Her husband worked long hours for the Government when Freddie was born, but by the time she went back to work he was working in PR in the City. After Gaby left The Observer the couple moved to the Oxfordshire countryside and Gaby worked three days from home while her husband moved to a job which had more fixed hours. Freddie has just started school now and Gaby continues to work three school days and then evenings [sometimes into the small hours] while her husband was recently offered a full-time job in London.
The dynamics are constantly changing, she says, and that is how modern life is. She says she hates the term ‘work life balance’. “It implies there is a perfect tipping point and once you have it you achieve a sort of Zen-like state. But things change all the time. There is always something new happening so you need to be ready for change,” she says.
Save money to buy time
The book’s main argument is how working life needs to fit with modern family life through greater availability of flexible working. Gaby says it is harder for men to ask for and get flexible working, but she thinks they could perhaps be a little bolder in how they go about it. “They have seen what happens to women’s careers when they work flexibly, but they need to grit their teeth. When there is a critical mass things will really change.”
Gaby believes there are ways the Government and employers could help more. In the book, she proposes a national agency which would promote flexible working. The book was written in the summer before the launch of the Anywhere Working project which is backed by the Department of Transport and promotes good practice in flexible working in much the way that she envisaged in her book.

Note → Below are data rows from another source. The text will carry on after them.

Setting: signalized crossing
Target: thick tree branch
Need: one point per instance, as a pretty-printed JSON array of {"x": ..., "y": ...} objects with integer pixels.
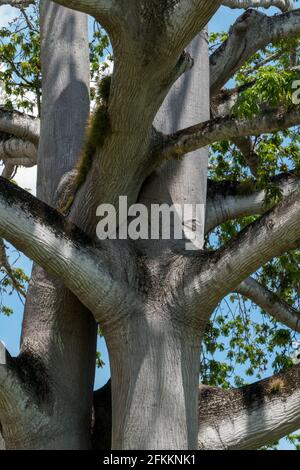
[
  {"x": 60, "y": 248},
  {"x": 273, "y": 234},
  {"x": 252, "y": 416},
  {"x": 17, "y": 3},
  {"x": 251, "y": 32},
  {"x": 283, "y": 5},
  {"x": 23, "y": 126},
  {"x": 245, "y": 418},
  {"x": 228, "y": 128},
  {"x": 229, "y": 201},
  {"x": 270, "y": 303}
]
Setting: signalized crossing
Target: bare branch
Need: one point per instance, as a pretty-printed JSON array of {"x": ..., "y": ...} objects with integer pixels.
[
  {"x": 4, "y": 263},
  {"x": 252, "y": 416},
  {"x": 20, "y": 125},
  {"x": 244, "y": 418},
  {"x": 8, "y": 170},
  {"x": 270, "y": 303},
  {"x": 228, "y": 128},
  {"x": 62, "y": 249},
  {"x": 246, "y": 147},
  {"x": 186, "y": 19},
  {"x": 229, "y": 201},
  {"x": 283, "y": 5},
  {"x": 251, "y": 32}
]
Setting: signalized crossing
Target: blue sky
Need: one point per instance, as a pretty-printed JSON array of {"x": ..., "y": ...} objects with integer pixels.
[{"x": 10, "y": 328}]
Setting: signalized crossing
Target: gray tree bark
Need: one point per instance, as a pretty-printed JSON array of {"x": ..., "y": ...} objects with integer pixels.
[
  {"x": 58, "y": 333},
  {"x": 152, "y": 299}
]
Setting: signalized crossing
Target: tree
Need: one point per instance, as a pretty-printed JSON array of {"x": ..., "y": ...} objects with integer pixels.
[{"x": 154, "y": 300}]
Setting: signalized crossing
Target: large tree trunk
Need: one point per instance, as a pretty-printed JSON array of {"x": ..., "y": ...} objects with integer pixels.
[
  {"x": 155, "y": 373},
  {"x": 58, "y": 334},
  {"x": 155, "y": 360}
]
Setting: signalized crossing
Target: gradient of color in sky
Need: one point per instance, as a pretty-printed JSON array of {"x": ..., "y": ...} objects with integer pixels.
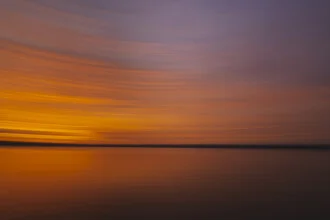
[{"x": 151, "y": 71}]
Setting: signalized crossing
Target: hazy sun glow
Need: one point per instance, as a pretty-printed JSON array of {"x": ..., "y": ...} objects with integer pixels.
[{"x": 153, "y": 72}]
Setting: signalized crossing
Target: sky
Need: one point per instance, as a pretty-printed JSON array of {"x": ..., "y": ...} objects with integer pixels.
[{"x": 165, "y": 72}]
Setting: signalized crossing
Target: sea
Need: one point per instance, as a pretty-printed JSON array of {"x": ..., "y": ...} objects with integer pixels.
[{"x": 78, "y": 183}]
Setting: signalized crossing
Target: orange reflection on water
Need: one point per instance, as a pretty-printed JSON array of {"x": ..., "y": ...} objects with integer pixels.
[{"x": 33, "y": 178}]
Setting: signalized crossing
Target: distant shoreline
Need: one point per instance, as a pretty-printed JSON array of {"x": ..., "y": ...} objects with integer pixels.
[{"x": 220, "y": 146}]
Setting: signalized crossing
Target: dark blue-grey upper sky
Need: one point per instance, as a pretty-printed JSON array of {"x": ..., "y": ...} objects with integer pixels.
[{"x": 192, "y": 70}]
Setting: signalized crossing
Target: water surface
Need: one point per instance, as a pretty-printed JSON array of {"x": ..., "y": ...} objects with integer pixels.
[{"x": 163, "y": 183}]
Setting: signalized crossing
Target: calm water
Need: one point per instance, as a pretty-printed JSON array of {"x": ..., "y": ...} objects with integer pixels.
[{"x": 146, "y": 183}]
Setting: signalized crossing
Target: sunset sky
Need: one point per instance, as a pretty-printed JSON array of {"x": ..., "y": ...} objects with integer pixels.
[{"x": 165, "y": 71}]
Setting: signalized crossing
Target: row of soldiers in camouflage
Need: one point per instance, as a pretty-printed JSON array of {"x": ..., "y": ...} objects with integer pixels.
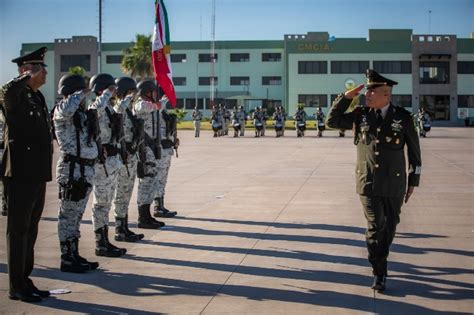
[{"x": 104, "y": 146}]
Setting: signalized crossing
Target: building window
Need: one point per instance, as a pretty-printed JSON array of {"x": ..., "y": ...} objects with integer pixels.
[
  {"x": 434, "y": 72},
  {"x": 436, "y": 105},
  {"x": 312, "y": 67},
  {"x": 465, "y": 101},
  {"x": 313, "y": 100},
  {"x": 207, "y": 58},
  {"x": 271, "y": 80},
  {"x": 241, "y": 57},
  {"x": 349, "y": 66},
  {"x": 178, "y": 58},
  {"x": 401, "y": 100},
  {"x": 179, "y": 103},
  {"x": 271, "y": 57},
  {"x": 179, "y": 81},
  {"x": 207, "y": 80},
  {"x": 466, "y": 67},
  {"x": 392, "y": 66},
  {"x": 69, "y": 61},
  {"x": 360, "y": 101},
  {"x": 240, "y": 81},
  {"x": 114, "y": 59},
  {"x": 191, "y": 103}
]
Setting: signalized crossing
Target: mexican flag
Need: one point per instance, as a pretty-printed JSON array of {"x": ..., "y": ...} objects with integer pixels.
[{"x": 161, "y": 52}]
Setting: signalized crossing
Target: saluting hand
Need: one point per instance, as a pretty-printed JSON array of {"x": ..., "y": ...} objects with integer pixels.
[
  {"x": 353, "y": 92},
  {"x": 409, "y": 193}
]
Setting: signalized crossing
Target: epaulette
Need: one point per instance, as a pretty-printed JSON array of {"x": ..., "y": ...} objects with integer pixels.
[
  {"x": 359, "y": 109},
  {"x": 403, "y": 110}
]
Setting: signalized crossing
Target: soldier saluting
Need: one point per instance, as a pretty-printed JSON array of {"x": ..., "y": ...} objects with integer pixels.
[
  {"x": 381, "y": 132},
  {"x": 26, "y": 167}
]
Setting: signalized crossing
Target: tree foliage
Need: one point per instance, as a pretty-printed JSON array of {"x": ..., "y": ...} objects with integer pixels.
[{"x": 136, "y": 60}]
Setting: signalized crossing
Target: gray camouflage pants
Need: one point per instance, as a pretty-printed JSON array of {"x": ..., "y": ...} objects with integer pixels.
[
  {"x": 163, "y": 169},
  {"x": 147, "y": 186},
  {"x": 2, "y": 196},
  {"x": 124, "y": 189},
  {"x": 104, "y": 190},
  {"x": 71, "y": 212}
]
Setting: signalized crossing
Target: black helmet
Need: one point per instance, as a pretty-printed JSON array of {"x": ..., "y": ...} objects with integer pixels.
[
  {"x": 100, "y": 82},
  {"x": 70, "y": 83},
  {"x": 146, "y": 86},
  {"x": 124, "y": 85}
]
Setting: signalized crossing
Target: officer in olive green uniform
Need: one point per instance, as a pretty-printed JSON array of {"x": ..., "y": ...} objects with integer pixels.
[{"x": 381, "y": 132}]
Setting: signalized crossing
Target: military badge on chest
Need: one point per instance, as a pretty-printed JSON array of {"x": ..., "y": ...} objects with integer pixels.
[
  {"x": 396, "y": 130},
  {"x": 396, "y": 125},
  {"x": 364, "y": 129}
]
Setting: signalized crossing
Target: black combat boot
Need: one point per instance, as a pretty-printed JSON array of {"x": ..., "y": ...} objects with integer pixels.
[
  {"x": 93, "y": 265},
  {"x": 161, "y": 211},
  {"x": 145, "y": 220},
  {"x": 103, "y": 247},
  {"x": 70, "y": 263},
  {"x": 123, "y": 234}
]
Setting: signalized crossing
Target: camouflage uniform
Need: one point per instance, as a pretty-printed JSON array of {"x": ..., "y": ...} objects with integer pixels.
[
  {"x": 147, "y": 186},
  {"x": 105, "y": 181},
  {"x": 242, "y": 117},
  {"x": 127, "y": 172},
  {"x": 70, "y": 212},
  {"x": 165, "y": 162},
  {"x": 197, "y": 117},
  {"x": 3, "y": 204}
]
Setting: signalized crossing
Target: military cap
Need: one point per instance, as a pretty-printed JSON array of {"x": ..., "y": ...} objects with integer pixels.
[
  {"x": 35, "y": 58},
  {"x": 374, "y": 80}
]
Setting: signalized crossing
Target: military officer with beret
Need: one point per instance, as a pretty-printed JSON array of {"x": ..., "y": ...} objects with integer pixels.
[
  {"x": 381, "y": 132},
  {"x": 26, "y": 167}
]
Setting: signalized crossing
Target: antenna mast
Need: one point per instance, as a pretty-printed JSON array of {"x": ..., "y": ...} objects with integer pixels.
[{"x": 100, "y": 36}]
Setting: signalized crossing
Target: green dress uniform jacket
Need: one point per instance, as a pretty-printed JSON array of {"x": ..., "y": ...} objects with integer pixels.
[
  {"x": 381, "y": 166},
  {"x": 28, "y": 140}
]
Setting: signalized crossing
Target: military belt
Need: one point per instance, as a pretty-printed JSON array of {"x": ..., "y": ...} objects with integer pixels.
[
  {"x": 132, "y": 149},
  {"x": 78, "y": 160},
  {"x": 111, "y": 149}
]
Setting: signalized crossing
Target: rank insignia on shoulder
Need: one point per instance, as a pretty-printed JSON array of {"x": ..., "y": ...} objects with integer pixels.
[
  {"x": 418, "y": 170},
  {"x": 396, "y": 125}
]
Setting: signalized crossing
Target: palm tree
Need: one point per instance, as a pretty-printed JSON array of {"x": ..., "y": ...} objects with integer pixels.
[{"x": 136, "y": 60}]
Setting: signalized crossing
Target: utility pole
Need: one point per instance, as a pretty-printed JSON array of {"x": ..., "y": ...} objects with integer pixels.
[
  {"x": 100, "y": 36},
  {"x": 213, "y": 50},
  {"x": 429, "y": 22}
]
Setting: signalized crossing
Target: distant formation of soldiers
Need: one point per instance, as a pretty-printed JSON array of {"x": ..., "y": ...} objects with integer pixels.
[{"x": 220, "y": 118}]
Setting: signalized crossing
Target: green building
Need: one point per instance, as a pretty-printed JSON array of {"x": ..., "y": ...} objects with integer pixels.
[{"x": 433, "y": 71}]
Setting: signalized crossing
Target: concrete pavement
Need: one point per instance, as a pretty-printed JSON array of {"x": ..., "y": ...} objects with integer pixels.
[{"x": 274, "y": 226}]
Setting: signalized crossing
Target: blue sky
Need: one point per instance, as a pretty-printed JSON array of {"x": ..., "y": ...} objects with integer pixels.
[{"x": 31, "y": 21}]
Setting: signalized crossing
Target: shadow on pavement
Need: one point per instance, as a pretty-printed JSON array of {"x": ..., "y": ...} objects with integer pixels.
[{"x": 134, "y": 285}]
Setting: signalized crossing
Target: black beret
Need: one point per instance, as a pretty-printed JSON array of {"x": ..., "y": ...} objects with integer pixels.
[
  {"x": 35, "y": 57},
  {"x": 374, "y": 80}
]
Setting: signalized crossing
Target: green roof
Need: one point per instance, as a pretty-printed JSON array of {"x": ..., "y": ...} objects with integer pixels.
[
  {"x": 199, "y": 45},
  {"x": 465, "y": 45},
  {"x": 34, "y": 46}
]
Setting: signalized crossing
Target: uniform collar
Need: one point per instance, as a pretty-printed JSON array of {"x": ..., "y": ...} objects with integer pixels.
[{"x": 385, "y": 110}]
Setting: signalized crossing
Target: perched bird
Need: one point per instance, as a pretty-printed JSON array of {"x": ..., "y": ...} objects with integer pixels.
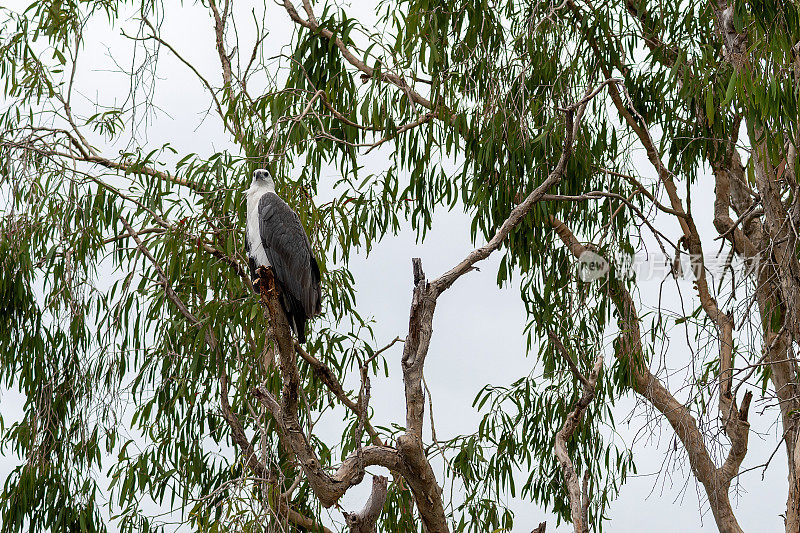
[{"x": 276, "y": 238}]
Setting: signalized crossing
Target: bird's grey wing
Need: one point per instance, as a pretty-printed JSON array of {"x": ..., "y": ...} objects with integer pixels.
[{"x": 288, "y": 250}]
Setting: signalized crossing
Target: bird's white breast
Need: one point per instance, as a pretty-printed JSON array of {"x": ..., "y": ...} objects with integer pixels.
[{"x": 257, "y": 252}]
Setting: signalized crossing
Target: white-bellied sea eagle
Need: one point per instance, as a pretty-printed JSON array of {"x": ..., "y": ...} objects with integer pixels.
[{"x": 276, "y": 238}]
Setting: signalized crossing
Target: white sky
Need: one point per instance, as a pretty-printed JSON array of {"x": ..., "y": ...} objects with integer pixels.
[{"x": 478, "y": 336}]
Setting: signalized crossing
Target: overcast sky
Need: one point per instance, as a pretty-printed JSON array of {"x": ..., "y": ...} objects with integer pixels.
[{"x": 478, "y": 329}]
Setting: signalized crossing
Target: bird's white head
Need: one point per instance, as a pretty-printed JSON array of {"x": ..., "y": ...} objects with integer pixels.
[{"x": 262, "y": 179}]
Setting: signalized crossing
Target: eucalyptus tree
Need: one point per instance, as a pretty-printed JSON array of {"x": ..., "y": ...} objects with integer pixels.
[{"x": 172, "y": 378}]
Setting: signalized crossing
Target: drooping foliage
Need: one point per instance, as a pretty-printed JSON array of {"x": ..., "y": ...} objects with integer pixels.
[{"x": 122, "y": 389}]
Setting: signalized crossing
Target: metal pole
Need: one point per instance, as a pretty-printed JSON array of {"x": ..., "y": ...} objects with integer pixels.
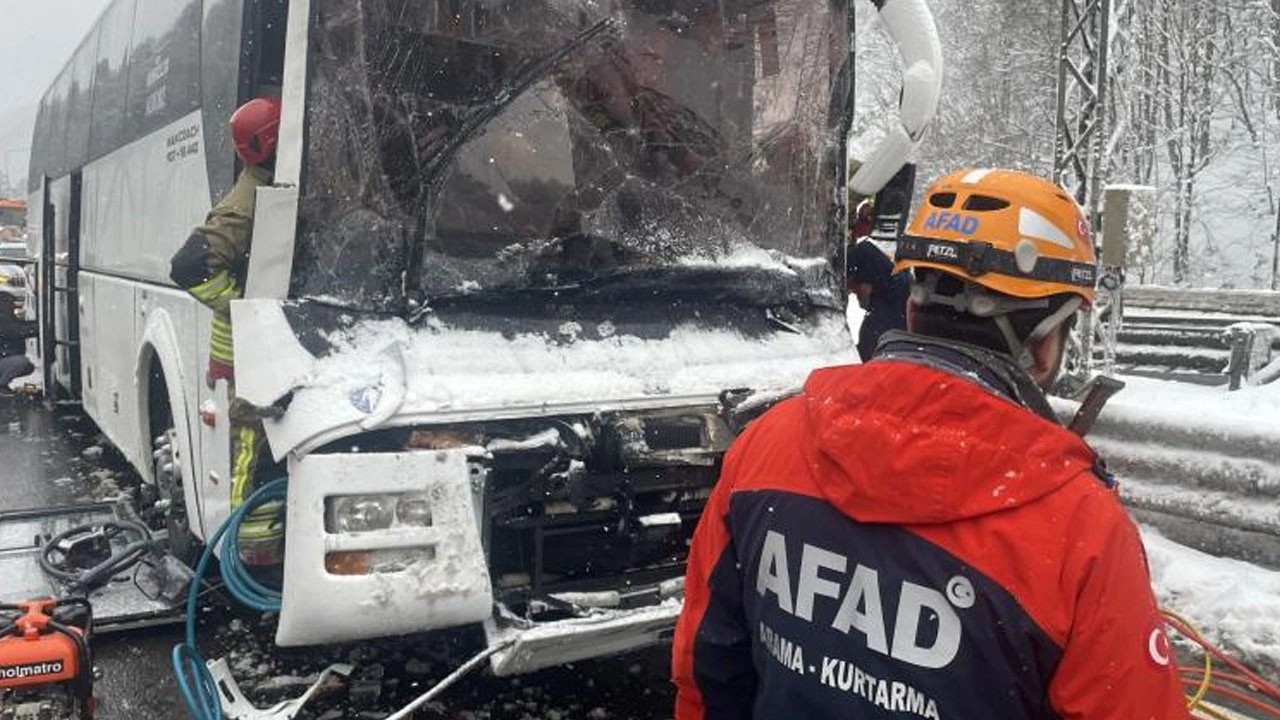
[{"x": 453, "y": 678}]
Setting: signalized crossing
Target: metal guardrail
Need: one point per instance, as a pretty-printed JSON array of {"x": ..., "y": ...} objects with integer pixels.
[
  {"x": 1216, "y": 337},
  {"x": 1214, "y": 486},
  {"x": 1261, "y": 302}
]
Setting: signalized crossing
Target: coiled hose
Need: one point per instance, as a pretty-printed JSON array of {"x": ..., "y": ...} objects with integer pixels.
[{"x": 195, "y": 683}]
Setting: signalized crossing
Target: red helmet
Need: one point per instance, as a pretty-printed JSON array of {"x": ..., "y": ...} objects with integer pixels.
[{"x": 256, "y": 128}]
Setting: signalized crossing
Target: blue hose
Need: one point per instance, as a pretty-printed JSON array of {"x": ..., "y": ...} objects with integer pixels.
[{"x": 195, "y": 683}]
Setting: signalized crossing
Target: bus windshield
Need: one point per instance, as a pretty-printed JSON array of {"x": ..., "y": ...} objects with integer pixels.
[{"x": 461, "y": 146}]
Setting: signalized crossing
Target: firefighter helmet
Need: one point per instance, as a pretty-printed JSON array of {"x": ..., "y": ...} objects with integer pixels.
[
  {"x": 1006, "y": 231},
  {"x": 255, "y": 130},
  {"x": 1019, "y": 242}
]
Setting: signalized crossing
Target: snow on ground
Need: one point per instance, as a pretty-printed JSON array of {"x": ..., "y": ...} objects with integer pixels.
[
  {"x": 1234, "y": 604},
  {"x": 1191, "y": 405}
]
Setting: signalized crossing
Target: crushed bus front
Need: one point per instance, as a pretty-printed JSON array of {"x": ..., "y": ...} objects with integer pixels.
[{"x": 543, "y": 261}]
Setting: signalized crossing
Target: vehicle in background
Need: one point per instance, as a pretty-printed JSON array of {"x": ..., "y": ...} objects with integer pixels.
[
  {"x": 524, "y": 273},
  {"x": 13, "y": 231}
]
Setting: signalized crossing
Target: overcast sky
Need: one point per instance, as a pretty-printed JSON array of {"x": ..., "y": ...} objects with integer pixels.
[{"x": 36, "y": 40}]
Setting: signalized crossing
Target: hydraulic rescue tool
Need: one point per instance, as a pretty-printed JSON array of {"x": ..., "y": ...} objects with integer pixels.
[{"x": 46, "y": 671}]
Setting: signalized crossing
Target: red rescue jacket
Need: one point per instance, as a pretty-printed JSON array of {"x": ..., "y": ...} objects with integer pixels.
[{"x": 901, "y": 541}]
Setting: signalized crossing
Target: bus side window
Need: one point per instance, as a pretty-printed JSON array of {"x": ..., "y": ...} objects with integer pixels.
[
  {"x": 81, "y": 103},
  {"x": 164, "y": 63},
  {"x": 106, "y": 131}
]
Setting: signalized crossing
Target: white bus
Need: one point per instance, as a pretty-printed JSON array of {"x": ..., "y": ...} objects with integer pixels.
[{"x": 525, "y": 270}]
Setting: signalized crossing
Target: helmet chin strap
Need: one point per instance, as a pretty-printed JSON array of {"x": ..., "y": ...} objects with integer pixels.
[{"x": 983, "y": 304}]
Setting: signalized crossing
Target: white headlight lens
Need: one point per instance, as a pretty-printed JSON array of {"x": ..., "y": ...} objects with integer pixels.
[
  {"x": 364, "y": 513},
  {"x": 414, "y": 510}
]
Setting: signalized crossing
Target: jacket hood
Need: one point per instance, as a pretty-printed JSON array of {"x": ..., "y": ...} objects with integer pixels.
[{"x": 900, "y": 442}]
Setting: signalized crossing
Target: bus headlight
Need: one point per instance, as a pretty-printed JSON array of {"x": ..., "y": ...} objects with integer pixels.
[
  {"x": 414, "y": 510},
  {"x": 360, "y": 513}
]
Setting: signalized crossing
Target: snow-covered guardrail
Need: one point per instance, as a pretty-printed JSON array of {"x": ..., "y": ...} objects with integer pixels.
[
  {"x": 1265, "y": 302},
  {"x": 1200, "y": 464},
  {"x": 1178, "y": 331}
]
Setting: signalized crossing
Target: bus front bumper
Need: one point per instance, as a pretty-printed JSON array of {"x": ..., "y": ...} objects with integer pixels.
[{"x": 380, "y": 545}]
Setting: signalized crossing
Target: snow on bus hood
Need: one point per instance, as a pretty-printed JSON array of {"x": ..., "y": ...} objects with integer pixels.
[{"x": 388, "y": 373}]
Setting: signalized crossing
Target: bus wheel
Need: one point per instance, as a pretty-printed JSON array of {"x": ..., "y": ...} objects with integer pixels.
[{"x": 168, "y": 472}]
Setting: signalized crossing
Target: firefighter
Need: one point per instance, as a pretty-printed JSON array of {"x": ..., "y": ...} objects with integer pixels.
[
  {"x": 880, "y": 291},
  {"x": 918, "y": 536},
  {"x": 213, "y": 267},
  {"x": 13, "y": 343}
]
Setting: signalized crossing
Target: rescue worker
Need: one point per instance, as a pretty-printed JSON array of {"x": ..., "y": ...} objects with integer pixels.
[
  {"x": 13, "y": 343},
  {"x": 213, "y": 267},
  {"x": 918, "y": 536},
  {"x": 880, "y": 291}
]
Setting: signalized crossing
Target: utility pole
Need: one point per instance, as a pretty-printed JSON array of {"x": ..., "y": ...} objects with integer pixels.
[{"x": 1079, "y": 155}]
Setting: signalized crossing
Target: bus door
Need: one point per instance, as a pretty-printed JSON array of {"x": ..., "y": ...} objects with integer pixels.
[{"x": 60, "y": 306}]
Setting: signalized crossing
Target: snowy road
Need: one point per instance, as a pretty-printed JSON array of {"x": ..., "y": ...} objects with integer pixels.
[{"x": 48, "y": 459}]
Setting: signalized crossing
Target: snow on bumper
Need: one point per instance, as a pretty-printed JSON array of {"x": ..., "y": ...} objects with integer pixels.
[
  {"x": 612, "y": 632},
  {"x": 343, "y": 586}
]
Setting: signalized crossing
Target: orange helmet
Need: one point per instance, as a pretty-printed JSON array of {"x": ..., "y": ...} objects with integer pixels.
[
  {"x": 1016, "y": 241},
  {"x": 1006, "y": 231},
  {"x": 256, "y": 128}
]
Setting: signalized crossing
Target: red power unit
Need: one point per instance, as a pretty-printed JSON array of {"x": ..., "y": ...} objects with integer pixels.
[{"x": 46, "y": 670}]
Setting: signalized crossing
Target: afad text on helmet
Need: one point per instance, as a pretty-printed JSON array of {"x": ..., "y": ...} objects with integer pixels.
[{"x": 961, "y": 223}]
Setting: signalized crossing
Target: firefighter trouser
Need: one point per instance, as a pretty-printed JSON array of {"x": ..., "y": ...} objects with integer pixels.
[{"x": 261, "y": 538}]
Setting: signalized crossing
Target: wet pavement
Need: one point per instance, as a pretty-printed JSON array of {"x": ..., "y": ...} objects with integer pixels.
[{"x": 59, "y": 458}]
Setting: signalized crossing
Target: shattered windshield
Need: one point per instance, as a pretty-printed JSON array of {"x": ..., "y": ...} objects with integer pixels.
[{"x": 460, "y": 146}]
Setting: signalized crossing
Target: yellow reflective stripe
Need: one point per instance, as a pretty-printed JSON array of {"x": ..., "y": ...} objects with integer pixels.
[
  {"x": 242, "y": 465},
  {"x": 214, "y": 287},
  {"x": 220, "y": 343}
]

Gaby admits policy in this area is fairly fast-moving, but thinks the recession, while clearly dreadful for many families, could accelerate changes in working patterns, promoting more job shares, for instance. “A recession can make employers think the unthinkable,” she says. “Job shares in senior positions could present real advantages if it is done well. It could allow people to stay at a senior level rather than going part time at a more junior level and getting parked there.”
Advertising flexibility
In the private sector she recommends a voluntary form of wording on ads similar to the ‘we are an equal opportunities employer’-type wording, saying employers welcome applications from people wanting to work flexibly. She adds that recruiters should be trained about promoting this wording. “Before long this would be the norm,” she says. “Flexible jobs would be more visible and employers would benefit from the tremendous quality of people out there.”
*Half a Wife is published by Chatto & Windus, price £12.99.